# Best enclosure for 4 inch mid drivers



## Jason Schultz (Jul 31, 2007)

Ok so I've now got two pairs of TB W4 616s Drivers which I would like to use from 300 to 3000 Hz. I'm not sure which type of enclosure would sound best. for these. (using 2nd order Linkwitz Riley high pass)
1/ Sealed enclosure at Q 7.07 yeilds an F3 of 160 Hz
2/ Vented design tuned at a QB3 alignment Fb is 78hz.

What I'm thinking is a sealed design can accommodate more damping material in the enclosure (less resonance) but the F3 is less than an octave from xo, which is not recommended ( Any one Know why?) and a vented design will produce port resonance in the mid band but it may be easier to high pass here and perform more strongly in the 300 Hz region. Do any of you experts out there have any opinions about enclosure in this situation?

PS: TB drivers look good quality and sound clean right out the box 
:jiggy:


----------



## Bill Fitzmaurice (Jun 14, 2008)

Jason Schultz said:


> the F3 is less than an octave from xo, which is not recommended ( Any one Know why?)
> :jiggy:


That caveat applies to tweeters.

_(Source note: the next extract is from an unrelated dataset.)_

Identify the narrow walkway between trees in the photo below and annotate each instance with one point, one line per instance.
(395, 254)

With mids don't worry about it. The only reason to go VB is if you need the output of the vent within the passband, or if a sealed alignment has too high a Q for flat response within the passband. If that's not the case go sealed.


----------



## Jason Schultz (Jul 31, 2007)

Thanks for the advice bill. Sealed is so much easier. Can i push my luck here and ask you another question about driver configuration.

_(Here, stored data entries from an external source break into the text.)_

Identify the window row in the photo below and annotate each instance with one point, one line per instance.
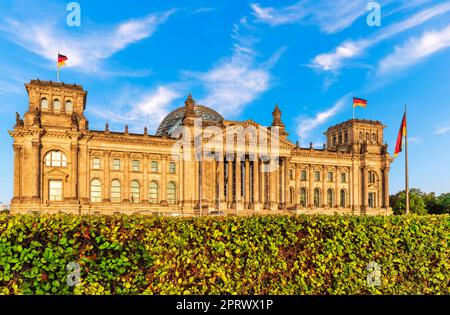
(135, 192)
(135, 165)
(56, 105)
(367, 136)
(317, 200)
(318, 176)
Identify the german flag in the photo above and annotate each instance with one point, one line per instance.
(401, 134)
(359, 102)
(61, 60)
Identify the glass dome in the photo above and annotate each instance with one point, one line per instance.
(175, 118)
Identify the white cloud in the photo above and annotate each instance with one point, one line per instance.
(331, 16)
(308, 124)
(147, 109)
(442, 130)
(415, 49)
(237, 80)
(350, 49)
(85, 51)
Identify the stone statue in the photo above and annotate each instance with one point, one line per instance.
(74, 120)
(19, 121)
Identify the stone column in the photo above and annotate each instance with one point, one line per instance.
(286, 184)
(256, 171)
(145, 183)
(324, 187)
(107, 177)
(247, 184)
(17, 174)
(35, 194)
(163, 201)
(238, 181)
(337, 194)
(262, 183)
(386, 187)
(230, 183)
(83, 173)
(126, 178)
(365, 194)
(222, 202)
(273, 187)
(311, 187)
(297, 178)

I wanted to build an MTM but the center to center spacing is going to be about double the wavlength at 3k. So would a TMM arrangment be better, or have both mids adjacent to each other horizontally with tweeter on top?
thanks in advance 
Jason


----------



## Bill Fitzmaurice (Jun 14, 2008)

Jason Schultz said:


> I wanted to build an MTM but the center to center spacing is going to be about double the wavlength at 3k.
> Jason


Even Joe D'Appolito doesn't concern himself with 1 wavelength CTC midbass spacing on an MTM. That's only a necessity if the MTM is being used as a center layed on its side.


----------



## Jason Schultz (Jul 31, 2007)

aaah . music to my ears thanks Bill


----------